Bergh, B. O.
A study was made of F1, F2, F3 and backcross progenies derived from the hybridization of two parental lines. One of these lines had small, two-loculed, prolate-shaped fruits while the other had much larger, many-loculed, oblate-shaped fruits. In addition, the two parents introduced marker genes linked with major known fruit-size loci. It was found that in this cross there was segregation at two such loci. Linkage studies indicated that the two loci were probably o and f.
The effects of segregation at what is assumed to be o and f appeared to be qualitatively very similar; it was concluded that in both cases the genotypes determining larger fruits probably also determined a larger number of fruit locules and a more oblate shape. Hence, in these progenies fruit size, locule number, and shape index (equatorial diameter/polar diameter) all increased together.
Locule number was found to be the most satisfactory character for indicating segregation at o and at f. Therefore it alone was measured as the index character for more detailed investigation. A logarithmic transformation of the locule number data was shown to be desirable in order to reduce metrical bias. Segregation at f was found to account for about 50 per cent of the locule number variation among these progenies, while segregation at o accounted for about 30 per cent of such variation. The remaining variation is presumably due to minor genes. Evidence for the segregation of such minor genes was noted.
There were no indications of epistasis involving the two major segregating loci, but evidence was found for epistatic interactions involving the minor genes.

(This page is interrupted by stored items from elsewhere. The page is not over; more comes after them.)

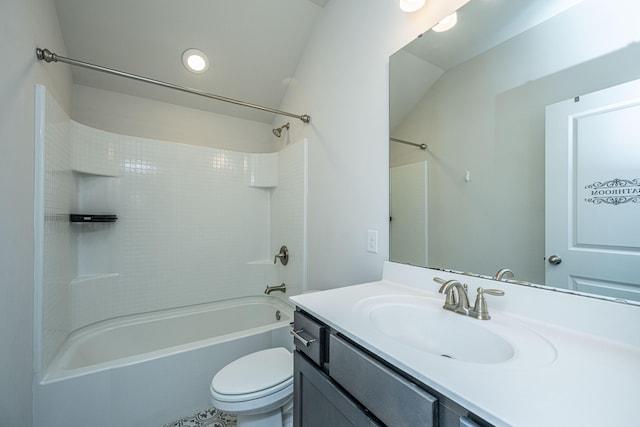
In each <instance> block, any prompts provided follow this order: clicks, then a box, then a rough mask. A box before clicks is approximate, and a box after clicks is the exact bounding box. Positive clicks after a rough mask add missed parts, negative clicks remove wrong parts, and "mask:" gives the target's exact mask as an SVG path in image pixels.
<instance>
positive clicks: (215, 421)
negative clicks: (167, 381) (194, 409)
mask: <svg viewBox="0 0 640 427" xmlns="http://www.w3.org/2000/svg"><path fill="white" fill-rule="evenodd" d="M235 425H236V417H235V416H234V415H230V414H227V413H225V412H221V411H219V410H217V409H215V408H210V409H206V410H204V411H201V412H198V413H197V414H194V415H192V416H190V417H185V418H182V419H180V420H178V421H174V422H172V423H169V424H165V425H164V426H163V427H235Z"/></svg>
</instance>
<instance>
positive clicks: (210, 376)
mask: <svg viewBox="0 0 640 427" xmlns="http://www.w3.org/2000/svg"><path fill="white" fill-rule="evenodd" d="M292 317H293V315H292V307H291V306H290V305H289V304H287V303H286V302H284V301H282V300H280V299H278V298H276V297H271V296H261V297H247V298H238V299H234V300H228V301H222V302H217V303H211V304H202V305H198V306H192V307H187V308H180V309H171V310H164V311H160V312H154V313H150V314H144V315H136V316H127V317H124V318H120V319H115V320H109V321H105V322H100V323H98V324H95V325H91V326H88V327H85V328H82V329H81V330H79V331H76V332H74V333H72V334H71V335H70V336H69V337H68V338H67V340H66V342H65V343H64V344H63V346H62V347H61V349H60V351H58V353H57V354H56V356H55V357H54V359H53V361H52V362H51V363H50V364H49V367H48V369H47V371H46V372H45V373H44V374H43V375H42V376H41V377H40V378H39V379H36V381H35V384H34V404H35V411H34V426H36V427H39V426H47V427H50V426H65V427H73V426H76V425H77V426H78V427H80V426H86V425H91V426H97V427H113V426H124V427H126V426H132V427H133V426H141V425H143V426H157V427H161V426H162V425H164V424H167V423H169V422H170V421H172V420H175V419H178V418H181V417H183V416H188V415H191V414H194V413H196V412H198V411H200V410H203V409H206V408H208V407H210V406H211V403H210V401H209V384H210V382H211V378H213V375H214V374H215V373H216V372H217V371H218V370H220V369H221V368H222V367H224V366H225V365H226V364H228V363H229V362H231V361H232V360H234V359H237V358H238V357H240V356H243V355H245V354H248V353H251V352H254V351H258V350H262V349H265V348H269V347H276V346H283V347H286V348H288V349H290V350H292V348H293V346H292V341H291V336H290V334H289V330H290V329H291V327H290V325H289V323H290V322H291V321H292V320H293V319H292Z"/></svg>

Dominance at f was considerable for few locules, while at o there was almost no dominance from the arithmetic data and a little dominance for many locules following the logarithmic transformation. Potence as calculated from the non-segregating generations (the two parents and the F1) agreed closely with potence calculated only from the dominance relationships at o and f. Average dominance of the segregating genes was calculated by two methods. The first of these had been introduced by Fisher, Immer and Tedin (1932). From the data of the present progenies, this method resulted in highly variable and statistically unreliable values. The second method was suggested by Comstock and Robinson (1952). Applied to the data of these progenies this method appeared to be an efficient way of estimating average dominance. The values obtained agreed closely with analogous values calculated from the dominance ratios estimated earlier for o and for f.